In the Nugget kitchen, preparations for the annual Thanksgiving feed are well under way with 12-16 turkeys at a time roasting in their ovens.
Executive Chef David Sellars and Sou Chef Scott Brown are roasting about 30 turkeys a day to get ready for what they expect will be 800 hungry visitors ranging from the down and out and the homeless to lonely people who just don’t have family around for the holidays.
Owner Dean DeLullo said everyone is welcome.
“Those who don’t have family have family here,” he said.
Sellars said it’s a team effort with FISH providing the turkeys donated by folks in the community to Nugget suppliers like Sisco Foods, U.S. Foods and others contributing.

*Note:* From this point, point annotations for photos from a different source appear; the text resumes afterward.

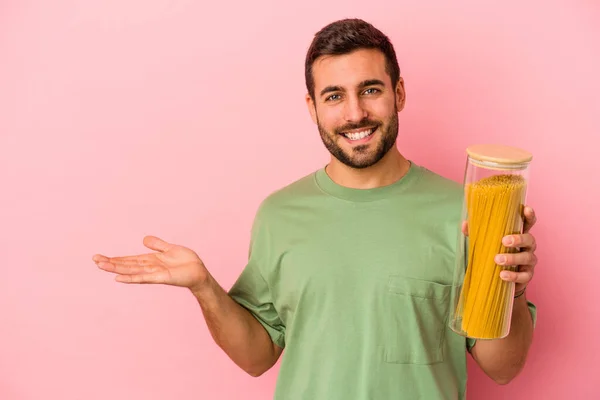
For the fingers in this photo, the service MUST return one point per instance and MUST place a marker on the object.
(525, 240)
(154, 243)
(530, 219)
(524, 276)
(524, 258)
(141, 278)
(127, 269)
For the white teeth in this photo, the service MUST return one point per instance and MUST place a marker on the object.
(359, 135)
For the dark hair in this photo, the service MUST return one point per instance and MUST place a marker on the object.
(344, 36)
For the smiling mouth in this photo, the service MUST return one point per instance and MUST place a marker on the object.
(357, 135)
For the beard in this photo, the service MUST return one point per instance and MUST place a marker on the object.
(365, 155)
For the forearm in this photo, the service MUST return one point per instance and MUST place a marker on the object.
(503, 359)
(235, 329)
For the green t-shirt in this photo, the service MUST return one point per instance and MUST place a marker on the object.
(355, 285)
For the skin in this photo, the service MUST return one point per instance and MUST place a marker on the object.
(342, 102)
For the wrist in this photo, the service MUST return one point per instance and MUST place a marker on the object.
(201, 286)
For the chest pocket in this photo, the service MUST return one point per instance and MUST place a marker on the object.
(418, 312)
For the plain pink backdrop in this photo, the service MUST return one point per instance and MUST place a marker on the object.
(176, 118)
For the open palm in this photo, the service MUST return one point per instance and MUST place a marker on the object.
(171, 265)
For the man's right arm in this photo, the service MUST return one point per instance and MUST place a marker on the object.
(235, 329)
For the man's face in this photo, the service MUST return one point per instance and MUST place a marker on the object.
(355, 106)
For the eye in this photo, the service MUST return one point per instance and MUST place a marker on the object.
(371, 91)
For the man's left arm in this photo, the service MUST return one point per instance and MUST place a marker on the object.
(503, 359)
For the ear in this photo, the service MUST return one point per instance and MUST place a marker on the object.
(400, 94)
(310, 103)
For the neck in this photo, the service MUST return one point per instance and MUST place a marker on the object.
(392, 167)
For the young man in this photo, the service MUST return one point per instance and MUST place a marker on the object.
(350, 268)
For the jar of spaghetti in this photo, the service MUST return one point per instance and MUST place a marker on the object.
(495, 188)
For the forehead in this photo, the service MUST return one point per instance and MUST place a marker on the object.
(350, 69)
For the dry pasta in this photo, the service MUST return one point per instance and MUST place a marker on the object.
(494, 209)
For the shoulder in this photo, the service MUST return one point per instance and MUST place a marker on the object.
(288, 196)
(440, 186)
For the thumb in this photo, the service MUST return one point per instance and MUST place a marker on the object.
(154, 243)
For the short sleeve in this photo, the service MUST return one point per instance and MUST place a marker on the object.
(532, 311)
(252, 291)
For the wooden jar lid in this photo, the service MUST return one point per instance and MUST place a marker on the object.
(499, 154)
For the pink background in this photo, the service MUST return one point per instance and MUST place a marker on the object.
(176, 118)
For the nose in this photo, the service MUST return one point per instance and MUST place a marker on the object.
(355, 112)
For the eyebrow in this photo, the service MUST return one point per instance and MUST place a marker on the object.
(368, 82)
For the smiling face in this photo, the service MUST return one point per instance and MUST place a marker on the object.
(355, 106)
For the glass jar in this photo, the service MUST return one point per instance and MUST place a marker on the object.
(495, 189)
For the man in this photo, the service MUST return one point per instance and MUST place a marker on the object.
(339, 259)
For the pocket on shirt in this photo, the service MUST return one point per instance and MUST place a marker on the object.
(418, 313)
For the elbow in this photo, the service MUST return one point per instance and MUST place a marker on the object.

“We’ve got to pull together to feed 800 people,” Sellars said.
Everything else is provided by volunteers DeLullo said includes the members of his family and friends from as far away as Phoenix.
He said this is the free Thanksgiving feast’s 60th year, started by the Carson Nugget’s first owner Dick Graves in 1957.
“It’s all about family and all about the community,” he said.
The Nugget donates all the labor to prepare and serve the feast.
“I’ve owned the casino three years and have no plans to change that,” DeLullo said. “It’s always going to be here.”
He said the only Nugget tradition that predates the Thanksgiving feast is the “Awful Awful” hamburger Graves created when he opened in 1954. He said that isn’t going away either.
Before the Nugget opens its doors to the public on Thursday, FISH will take more than 200 baskets to those people – mostly seniors – who can’t make it down to the Nugget so they too have Thanksgiving dinner.
Jim Peckham of FISH was outside collecting donated turkeys and money to cover the cost of the event from a steady stream of Carson residents arriving with donations. He said FISH is serving about 7,500 people now, down from the 10,000 the organization was handling at the height of the recession.
“We provide a hand up, not a hand out to people in need,” he said.
Sellars said on Thanksgiving Day, they will serve about 1,300 pounds of turkey, 200 pounds of stuffing and potatoes and about 90 pies.
Thanksgiving Day, he said, starts about 3 a.m. and, even with all the preparations, it’s a big job getting the food to table. But it’s a job he and Brown can handle. With knife in hand, he gave a demonstration, breaking down a 16-pound bird into serving pieces in a minute and 30 seconds.
To get everything ready for that day, he said, they have to start all the preparations a week ahead.
“We have a week to prepare for it and about two hours to blow it out,” he said. “Then it’s all over until next year.”